Photo-illustration: Pixabay

Nearly eight years after we first covered news about India taking initial steps to set up offshore wind energy projects, the first government document seen as a precursor to a final auction has been released.

The Ministry of New and Renewable Energy recently issued an expression of interest document on its website. The Ministry wants to gauge market interest to set up 1 gigawatt of offshore wind energy capacity off the coast of Gujarat, western India.

Back in November 2010, we covered a news story stating that the Ministry is planning to conduct a survey to establish the generation potential for offshore wind energy. The survey was supposed to take two to three years to complete. There is no word on whether this survey has indeed been completed or not.

In 2015, the Ministry approved an offshore wind energy policy that outlined the various approvals project developers would require to set up the projects, the various agencies that would be involved in the approvals, and so on.

Late last year, the Ministry announced that it plans to hold auctions for 5 gigawatts of offshore wind energy capacity in 2018-19. Minster for New and Renewable Energy RK Singh stated that a feasibility study ongoing at one of the proposed sites is in progress, while a similar survey would begin at two more sites soon. Apart from Gujarat, offshore wind energy projects are likely to come up in Tamil Nadu as well.

As of February 28th, 2018, India had an installed wind energy capacity of 32.9 gigawatts. The government has set a target to increase this figure to 60 gigawatts by March 2022. The government is expected to auction 10 gigawatts of wind energy capacity each in 2018-19 and 2019-20 to this effect.

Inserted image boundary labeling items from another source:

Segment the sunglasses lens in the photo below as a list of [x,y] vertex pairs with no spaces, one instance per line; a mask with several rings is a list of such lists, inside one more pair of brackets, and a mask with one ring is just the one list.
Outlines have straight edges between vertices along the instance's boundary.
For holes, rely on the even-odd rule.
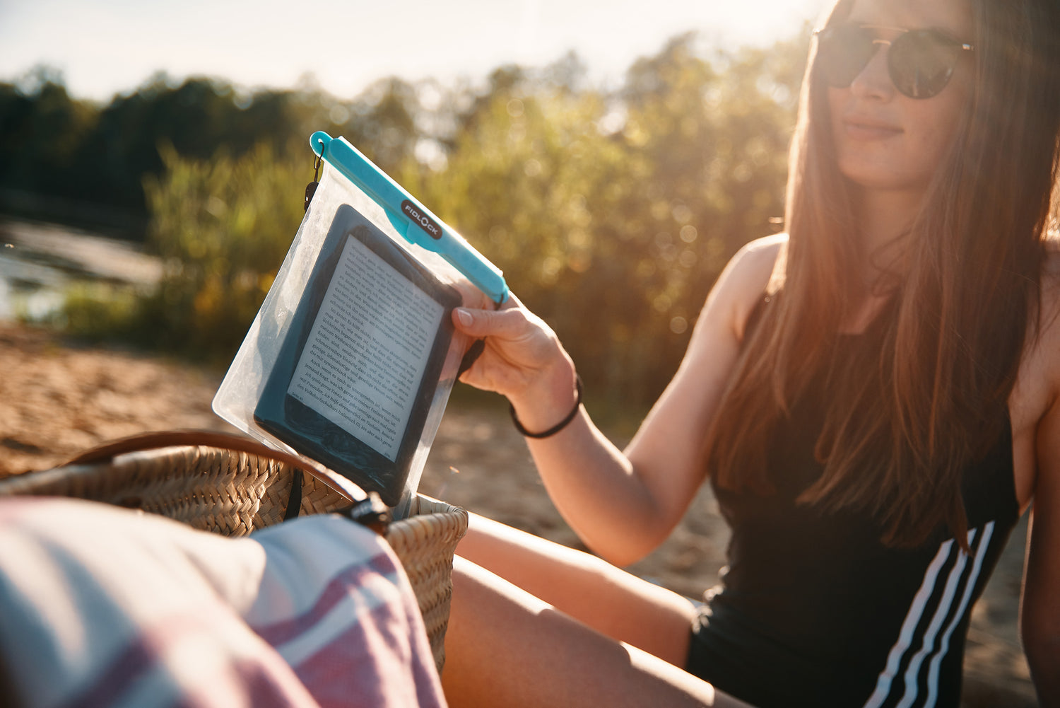
[[851,24],[838,24],[822,31],[817,47],[818,62],[829,86],[844,88],[861,73],[876,52],[872,35]]
[[887,66],[895,88],[913,99],[930,99],[946,88],[960,48],[931,30],[906,32],[895,40]]

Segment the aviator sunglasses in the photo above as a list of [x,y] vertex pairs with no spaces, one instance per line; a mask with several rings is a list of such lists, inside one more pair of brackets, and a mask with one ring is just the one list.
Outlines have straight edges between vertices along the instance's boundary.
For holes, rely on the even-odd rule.
[[[881,30],[901,32],[881,39]],[[868,65],[879,45],[887,46],[887,71],[902,94],[911,99],[938,96],[950,83],[964,52],[972,46],[938,30],[901,30],[874,24],[835,24],[814,30],[817,57],[829,86],[846,88]]]

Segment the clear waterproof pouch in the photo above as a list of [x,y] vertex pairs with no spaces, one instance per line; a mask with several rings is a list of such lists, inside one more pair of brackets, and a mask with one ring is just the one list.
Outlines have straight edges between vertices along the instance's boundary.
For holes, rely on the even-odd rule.
[[310,141],[323,174],[213,410],[403,518],[467,349],[453,309],[508,287],[344,138]]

Since India introduced competitive auctions in the wind energy sector last year, nearly 7.5 gigawatts of capacity has been allocated to project developers. Minimum tariff bids in these auctions have collapsed by nearly 30% in a matter of just 12 months. Offshore wind energy auctions are expected to be highly competitive as well, even though the capital cost of at least the initial projects is expected to be high.